Ich bin Barbara. Meine Arbeit findet auf der Straße statt. Ich nehme mir die Freiheit meine Meinungen und Gedanken auf Zettel zu schreiben und diese in den öffentlichen Raum zu kleben. Dort werden sie von Passanten gesehen und ich kann meinen Gedanken völlig freien Lauf lassen. Ich dokumentiere alle Klebereien und veröffentliche diese in den sozialen Netzwerken. Das Internet gibt mir die Möglichkeit, anonym zu bleiben und trotzdem Feedback in Form von Kommentaren für meine Tätigkeit zu bekommen – was mir auf der Straße so nicht möglich ist.

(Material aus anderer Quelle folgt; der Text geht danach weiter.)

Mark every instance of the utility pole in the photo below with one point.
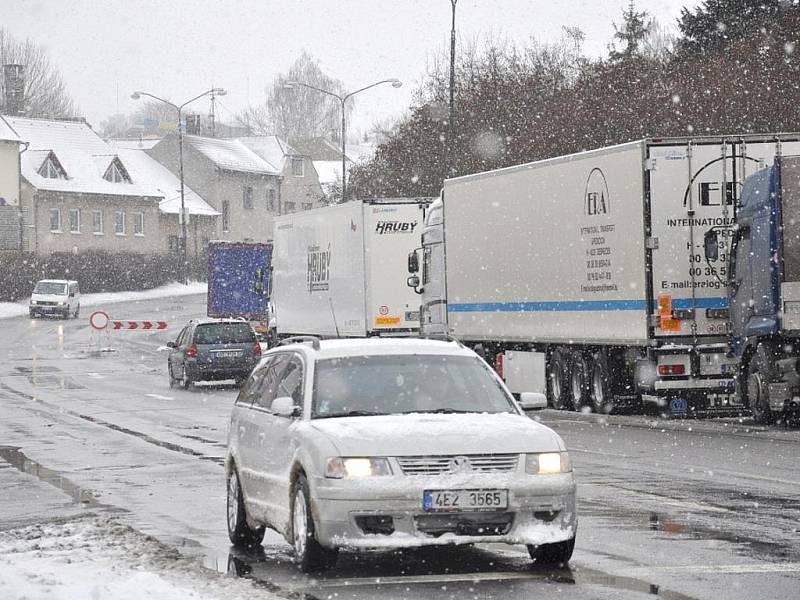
(450, 125)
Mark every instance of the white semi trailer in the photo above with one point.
(585, 277)
(335, 269)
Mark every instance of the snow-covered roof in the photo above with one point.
(79, 151)
(230, 155)
(134, 143)
(271, 148)
(7, 134)
(142, 166)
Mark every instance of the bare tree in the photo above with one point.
(45, 94)
(299, 112)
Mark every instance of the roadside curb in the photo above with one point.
(729, 426)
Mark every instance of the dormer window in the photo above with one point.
(51, 168)
(116, 173)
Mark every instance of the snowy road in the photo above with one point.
(679, 509)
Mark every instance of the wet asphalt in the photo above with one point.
(673, 509)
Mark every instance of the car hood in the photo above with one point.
(431, 434)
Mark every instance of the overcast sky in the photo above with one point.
(105, 49)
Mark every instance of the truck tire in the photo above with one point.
(601, 394)
(579, 380)
(558, 371)
(760, 373)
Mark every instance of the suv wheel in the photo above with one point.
(185, 380)
(309, 554)
(239, 532)
(552, 554)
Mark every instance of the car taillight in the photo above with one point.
(671, 369)
(499, 363)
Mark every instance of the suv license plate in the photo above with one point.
(464, 500)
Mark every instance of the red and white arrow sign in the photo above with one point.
(139, 324)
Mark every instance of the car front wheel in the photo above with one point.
(552, 554)
(309, 554)
(239, 532)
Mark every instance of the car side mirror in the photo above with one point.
(284, 407)
(711, 245)
(413, 262)
(532, 400)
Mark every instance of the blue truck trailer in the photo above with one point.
(239, 281)
(762, 282)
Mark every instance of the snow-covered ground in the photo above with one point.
(16, 309)
(92, 558)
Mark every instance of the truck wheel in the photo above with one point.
(557, 378)
(579, 380)
(601, 391)
(759, 376)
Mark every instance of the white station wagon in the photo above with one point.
(383, 443)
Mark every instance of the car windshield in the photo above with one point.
(399, 384)
(224, 333)
(50, 287)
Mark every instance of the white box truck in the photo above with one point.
(585, 277)
(337, 270)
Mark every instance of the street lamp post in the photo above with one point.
(342, 99)
(179, 108)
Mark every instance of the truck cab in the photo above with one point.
(764, 289)
(430, 284)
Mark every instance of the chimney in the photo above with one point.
(193, 125)
(13, 84)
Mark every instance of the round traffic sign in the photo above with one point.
(99, 319)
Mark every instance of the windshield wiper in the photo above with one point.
(350, 413)
(445, 411)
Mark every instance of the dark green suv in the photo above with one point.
(212, 350)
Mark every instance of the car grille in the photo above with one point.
(440, 465)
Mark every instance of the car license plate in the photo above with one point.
(463, 500)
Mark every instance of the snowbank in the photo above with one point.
(96, 558)
(16, 309)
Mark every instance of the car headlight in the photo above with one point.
(338, 467)
(548, 463)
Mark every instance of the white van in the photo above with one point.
(57, 297)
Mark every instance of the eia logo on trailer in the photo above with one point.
(596, 199)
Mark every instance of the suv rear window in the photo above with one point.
(224, 333)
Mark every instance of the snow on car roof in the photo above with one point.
(383, 346)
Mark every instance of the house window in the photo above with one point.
(116, 173)
(55, 220)
(97, 222)
(75, 220)
(138, 223)
(119, 222)
(51, 168)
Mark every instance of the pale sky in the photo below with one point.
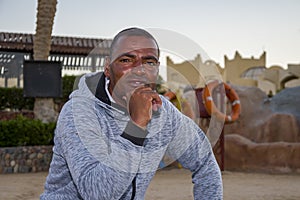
(219, 27)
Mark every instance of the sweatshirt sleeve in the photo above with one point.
(193, 150)
(98, 168)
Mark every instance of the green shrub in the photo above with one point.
(12, 98)
(25, 132)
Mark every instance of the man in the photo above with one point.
(115, 129)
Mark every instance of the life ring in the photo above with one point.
(230, 94)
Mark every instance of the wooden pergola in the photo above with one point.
(75, 53)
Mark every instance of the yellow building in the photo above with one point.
(237, 71)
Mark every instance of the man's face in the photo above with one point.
(133, 63)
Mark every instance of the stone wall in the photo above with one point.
(25, 159)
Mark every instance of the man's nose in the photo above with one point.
(139, 68)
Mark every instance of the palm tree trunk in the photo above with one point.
(44, 108)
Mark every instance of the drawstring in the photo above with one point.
(133, 188)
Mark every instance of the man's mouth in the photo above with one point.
(137, 83)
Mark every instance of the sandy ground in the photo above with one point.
(174, 184)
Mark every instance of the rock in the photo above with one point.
(260, 119)
(12, 163)
(244, 155)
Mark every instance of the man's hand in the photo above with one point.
(142, 102)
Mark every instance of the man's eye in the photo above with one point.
(126, 60)
(151, 63)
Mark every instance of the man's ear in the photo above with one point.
(106, 67)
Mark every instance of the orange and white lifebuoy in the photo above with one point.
(230, 94)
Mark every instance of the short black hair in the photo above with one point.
(132, 32)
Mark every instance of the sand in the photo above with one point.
(174, 184)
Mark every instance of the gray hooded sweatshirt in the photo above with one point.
(100, 154)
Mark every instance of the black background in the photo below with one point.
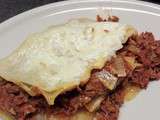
(10, 8)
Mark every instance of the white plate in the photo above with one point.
(144, 16)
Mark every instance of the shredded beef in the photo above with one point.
(143, 48)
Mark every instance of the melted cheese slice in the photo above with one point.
(62, 57)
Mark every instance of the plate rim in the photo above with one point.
(69, 2)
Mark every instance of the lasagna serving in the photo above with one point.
(80, 70)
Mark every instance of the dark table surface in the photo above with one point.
(10, 8)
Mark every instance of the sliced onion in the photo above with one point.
(108, 80)
(94, 104)
(119, 67)
(131, 92)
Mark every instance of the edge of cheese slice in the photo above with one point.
(62, 57)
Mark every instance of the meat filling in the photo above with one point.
(140, 58)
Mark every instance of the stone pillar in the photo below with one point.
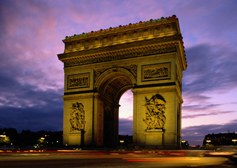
(155, 117)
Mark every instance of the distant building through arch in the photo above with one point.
(99, 66)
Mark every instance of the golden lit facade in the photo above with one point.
(147, 57)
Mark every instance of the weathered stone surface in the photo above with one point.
(147, 57)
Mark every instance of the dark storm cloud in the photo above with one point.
(210, 68)
(196, 134)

Inhaltlich stelle ich mich gegen Gewalt und Diskriminierung von Minderheiten. Trotzdem wurden einige meiner Beiträge von den Plattformen Facebook und Instagram gelöscht, wahrscheinlich weil sie von Nutzern der Netzwerke gemeldet wurden. Da ich mich intensiv mit rechter Hetze beschäftige und immer wieder auf rechtsradikale Botschaften wie Aufkleber, Plakate oder Hakenkreuz-Schmierereien geantwortet habe, machte ich mich damit zu einem Angriffsziel der immer größer werdenden „Neuen Rechten“. Sie verabreden sich in Gruppen, um „Meldeangriffe“ gegen Seiten zu starten, die aus ihrer Sicht missliebige Meinungen – „linksgrünversifft“ – vertreten. Sie haben dadurch erreicht, dass einige Beiträge von den Plattformbetreibern gelöscht wurden und ich sogar für das Posten von Beiträgen für einen bestimmten Zeitraum gesperrt wurde. Von vielen anderen Seitenbetreibern in den sozialen Netzwerken, zu denen ich regen Kontakt pflege, habe ich ein ähnliches Feedback bekommen. Daraus resultiert eine unsichtbare Schranke im Kopf, eine Art Selbstzensur: Ich überlege mittlerweile genau, welche Beiträge ich im Internet veröffentlichen kann, ohne mit einer weiteren Sperre belegt zu werden, die letztendlich auch mit einer Löschung meines Accounts enden kann. Auf der Straße oder in meinen Büchern kann ich nach wie vor meinen Gedanken freien Lauf lassen und alles sagen, was mir wichtig ist, wohingegen ich im Internet die eine oder andere Arbeit lieber nicht veröffentliche.

 

Unklare Regeln 

Es ist aus meiner Sicht ein großes Problem, dass die Regeln für Beiträge in sozialen Netzwerken völlig schwammig sind und kaum nachvollziehbar. Ebenso ist es ein großes Problem, dass diese Regeln – Gemeinschaftsstandards genannt – sich oft nach Werten richten, die nicht mit den freiheitlichen und moralischen Werten übereinstimmen, die die Zivilgesellschaft in Deutschland erkämpft hat, zum Beispiel gegen religiöse Fanatiker. Gerade in den Anfangszeiten der Social-Media-Angebote wie Facebook, Instagram oder Twitter wurden sie direkt aus den USA übernommen. Als Beispiele möchte ich zwei Dinge anführen, die auf Facebook eine Löschung und Bestrafung mit sich brachten, obwohl sie aus meiner Sicht völlig harmlos sind: 1. Ein Foto einer Mutter, die ihr Baby stillt. 2. Der weltberühmte David des Bildhauers Michelangelo, beides war wegen Nacktheit nicht erlaubt, obwohl es hierzulande in jedem Schulbuch zu sehen ist. Der David von Michelangelo wurde 2015 sogar explizit als Beispiel in den Gemeinschaftsstandards von Facebook aufgeführt. Dadurch wurden bestimmte Vorstellungen davon, was unsere Freiheit zulässt und was nicht, von den Moralvorstellungen amerikanischer Konzerne beeinflusst und bestimmt. Das ist verheerend, wenn man bedenkt, dass ein Großteil der Kommunikation in Deutschland eben auf diesen Plattformen stattfindet. Rassistische Hetze stellt kein Problem dar, harmlose Nacktheit ohne jeglichen pornografischen Inhalt jedoch schon.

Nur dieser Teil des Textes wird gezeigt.